Burger is lead author on a paper, published in the journal Proceedings of the National Academy of Sciences, which also included collaborators from Missouri University Science and Technology and the University of New Mexico.
“When thinking about the enormous varieties of lifeforms, it would seem that life is very complicated and wouldn’t be that predictable,” he said. But whether you’re as large as a whale or as tiny as plankton, or whether you’re a giant clam that lays millions of eggs at once or an elephant that births a few 250-pound calves in a lifetime, all species have evolved to reproduce, grow, survive and replace within universal biophysical constraints.
“If you impose these constraints on the mathematical model, then certain unifying patterns fall out,” Burger said.
One of the constraints is demography.

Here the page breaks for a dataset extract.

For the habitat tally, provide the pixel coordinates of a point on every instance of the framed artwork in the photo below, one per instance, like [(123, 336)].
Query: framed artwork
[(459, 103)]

Regardless of the number of offspring produced in a lifetime, on average, only two survive to replace the parents. Another constraint is mass-energy balance. Living things allocate energy to bodily maintenance, growth and reproduction, all of which must balance in a lifecycle.
Imposing these constraints explains two fundamental tradeoffs in how organisms reproduce: the tradeoff between number and size of offspring, and between parental investment in offspring and offspring growth.
“What’s so cool about these equations is that to solve it, all you have to know are two values – the size of the offspring at independence and the adult size," Burger said. "If you plug that into the equation, you get the number of offspring an organism will produce in a lifetime and myriad other life history characteristics.”
To arrive at this new understanding of how organisms allocate energy to growth, reproduction and survival, Burger and his colleagues compiled published data on the life histories of a diverse array of wild animals in stable populations.
Their new theory refines old understandings about life history tradeoffs. Past assumptions were that offspring size and number increased or decreased at the same rate. For example, elephants have relatively large calves, so they have few in a lifetime, while tuna produce millions of tiny eggs. It turns out that the relationship is not so straightforward, a realization that inspired Burger’s work.
“We now need to put these equations to practice by developing user-friendly programming tools, collaborating with field scientists to refine ecosystem models and informing management decisions,” he said.